You will be surprised at how many people consistently cling to negative thoughts. How many times have you heard the following statements, or even spoke one or more of them yourself?

  • I can’t win for losing.
  • Mondays (insert any day) are always so depressing
  • The rich get richer, and the poor get poorer.
  • Nothing good ever happens to me.
  • Life sucks and then you die.

The way that you counter negative beliefs is to begin to adopt new beliefs. I am an avid believer that every person has a purpose and a genius to facilitate that purpose; therefore, mediocrity is a choice, not a lot in life. The moment that you begin to fill your life with positive thoughts that foster positive beliefs and expectations, you will immediately begin to fill your load becoming lighter. This does not mean that there will not be difficulties and challenges, but it means that you will view those challenges differently. You will engage the challenges expecting to win. Following are some beliefs that you can start developing by speaking each at least three times per day.

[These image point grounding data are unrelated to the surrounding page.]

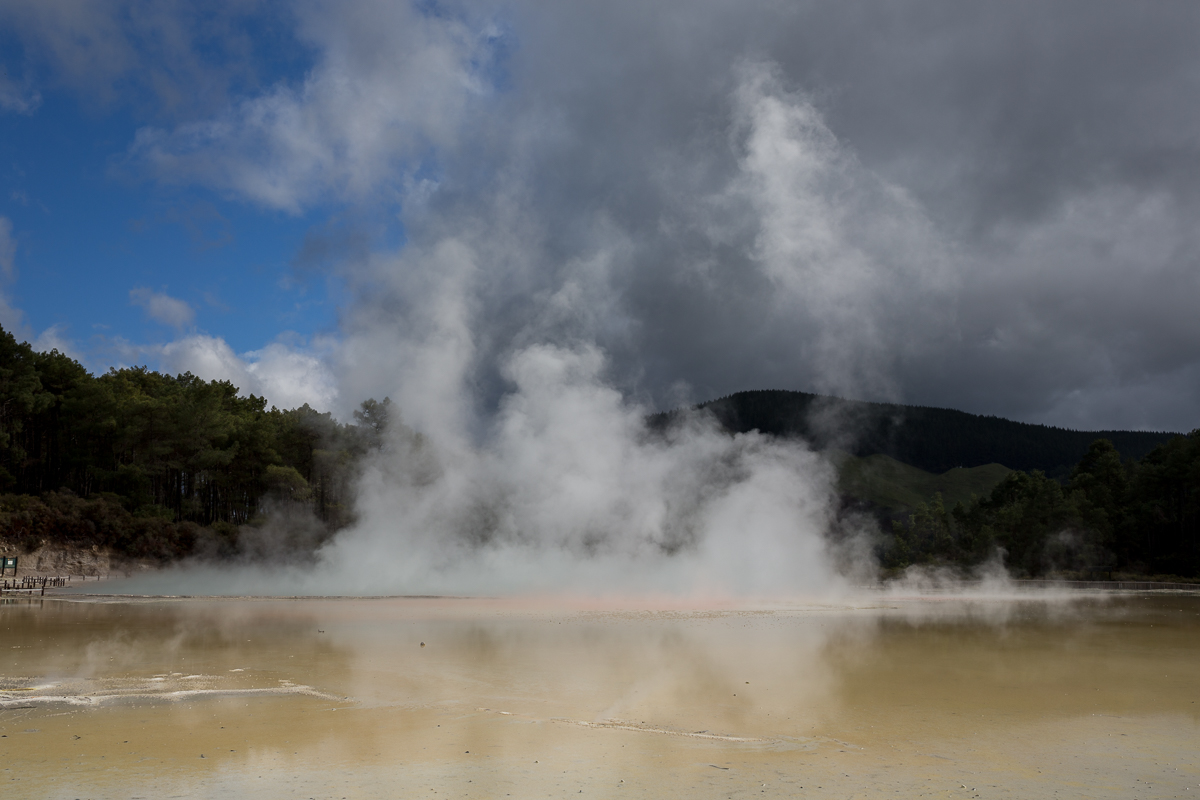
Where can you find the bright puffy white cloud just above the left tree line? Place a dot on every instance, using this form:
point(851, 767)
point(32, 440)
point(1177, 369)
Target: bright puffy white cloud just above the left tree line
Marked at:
point(286, 376)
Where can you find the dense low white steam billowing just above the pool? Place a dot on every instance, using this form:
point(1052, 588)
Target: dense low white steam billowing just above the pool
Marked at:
point(572, 492)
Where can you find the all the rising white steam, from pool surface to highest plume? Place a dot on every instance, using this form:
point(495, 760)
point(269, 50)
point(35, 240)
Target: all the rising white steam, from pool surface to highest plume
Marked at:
point(533, 470)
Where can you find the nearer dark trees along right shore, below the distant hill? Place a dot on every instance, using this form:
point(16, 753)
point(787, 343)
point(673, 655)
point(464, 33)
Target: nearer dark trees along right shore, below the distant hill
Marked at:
point(1138, 518)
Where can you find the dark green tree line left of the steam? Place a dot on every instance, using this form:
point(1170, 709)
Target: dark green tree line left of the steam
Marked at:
point(158, 466)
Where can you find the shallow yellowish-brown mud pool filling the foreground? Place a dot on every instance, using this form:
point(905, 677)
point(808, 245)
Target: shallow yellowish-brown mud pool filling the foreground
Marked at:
point(337, 699)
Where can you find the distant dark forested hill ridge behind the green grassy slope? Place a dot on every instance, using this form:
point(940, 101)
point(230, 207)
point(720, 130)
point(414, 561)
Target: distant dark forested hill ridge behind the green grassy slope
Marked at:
point(933, 440)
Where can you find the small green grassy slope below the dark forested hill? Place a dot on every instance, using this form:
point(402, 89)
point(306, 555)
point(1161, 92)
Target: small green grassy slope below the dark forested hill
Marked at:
point(898, 488)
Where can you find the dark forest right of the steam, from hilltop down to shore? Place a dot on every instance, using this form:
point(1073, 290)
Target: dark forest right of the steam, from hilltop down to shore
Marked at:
point(1078, 503)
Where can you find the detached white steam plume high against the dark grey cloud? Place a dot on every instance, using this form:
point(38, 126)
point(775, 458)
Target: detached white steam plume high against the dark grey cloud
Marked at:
point(851, 255)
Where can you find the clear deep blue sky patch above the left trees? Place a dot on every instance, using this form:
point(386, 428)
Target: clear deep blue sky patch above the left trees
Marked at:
point(91, 230)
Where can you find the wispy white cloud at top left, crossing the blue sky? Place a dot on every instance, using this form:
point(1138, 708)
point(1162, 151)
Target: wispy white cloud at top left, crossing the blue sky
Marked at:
point(391, 85)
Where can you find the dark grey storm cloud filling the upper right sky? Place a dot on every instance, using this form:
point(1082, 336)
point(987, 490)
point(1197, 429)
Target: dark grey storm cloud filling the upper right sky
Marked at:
point(1051, 148)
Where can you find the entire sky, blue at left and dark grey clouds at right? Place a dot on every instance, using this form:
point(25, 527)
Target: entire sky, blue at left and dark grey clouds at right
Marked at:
point(980, 206)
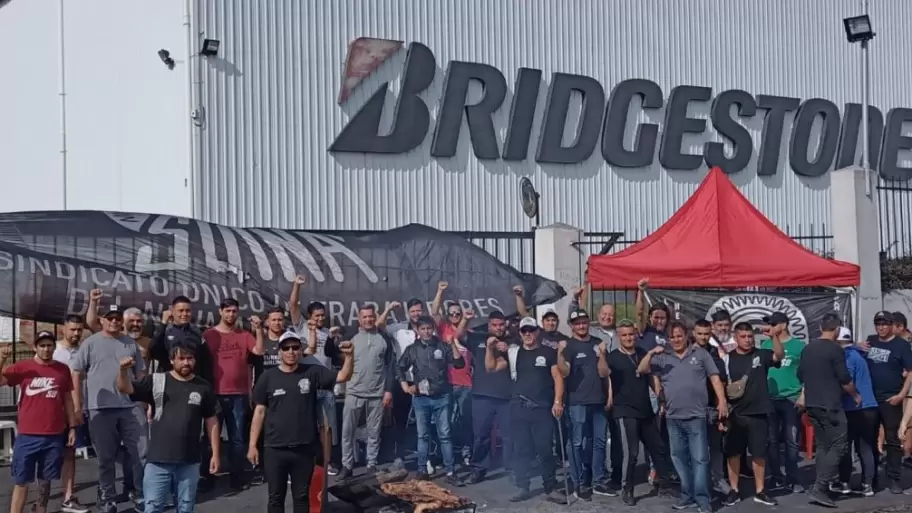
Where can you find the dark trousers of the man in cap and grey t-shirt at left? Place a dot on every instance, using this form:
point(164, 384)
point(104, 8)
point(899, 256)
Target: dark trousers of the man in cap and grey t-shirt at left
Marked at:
point(112, 428)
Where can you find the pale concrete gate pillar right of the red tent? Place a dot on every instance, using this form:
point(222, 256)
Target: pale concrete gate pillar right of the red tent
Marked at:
point(856, 238)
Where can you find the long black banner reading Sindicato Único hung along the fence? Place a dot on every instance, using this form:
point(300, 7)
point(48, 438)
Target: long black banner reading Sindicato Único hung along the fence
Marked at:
point(50, 261)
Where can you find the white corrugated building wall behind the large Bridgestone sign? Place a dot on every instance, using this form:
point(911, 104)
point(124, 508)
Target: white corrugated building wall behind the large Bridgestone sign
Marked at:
point(613, 110)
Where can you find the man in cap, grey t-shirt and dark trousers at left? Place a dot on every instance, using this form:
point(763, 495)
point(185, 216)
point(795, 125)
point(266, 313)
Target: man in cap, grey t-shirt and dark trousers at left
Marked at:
point(113, 419)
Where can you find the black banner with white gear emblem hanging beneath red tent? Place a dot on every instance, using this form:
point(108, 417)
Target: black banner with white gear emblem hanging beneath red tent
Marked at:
point(804, 310)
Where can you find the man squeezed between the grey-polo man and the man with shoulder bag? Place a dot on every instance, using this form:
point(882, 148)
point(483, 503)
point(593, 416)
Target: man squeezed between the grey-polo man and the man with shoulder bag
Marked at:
point(702, 333)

  • I take full responsibility for my results.
  • I always act on purpose.
  • I push myself past previously self-imposed limits.
  • I refuse to accept the limits placed on me by others.
  • I will not wait for the perfect moment, I will take action now.
  • I will not fear failure, because failure is a competent teacher.
  • I will only be motivated and inspired by negative feedback; I will get better.
  • I will guard my mind and body against anything that will harm its capacity to perform optimally.

This is just a few affirmations that you can start using to train your thinking. Monitor your thinking and speech carefully to identify things that you are thinking and saying that could be negatively impacting you.

I will leave you with this one truth that I hope serves as the theme of this short treatise — you are what you think! ~ Rick Wallace, Ph.D., Psy.D.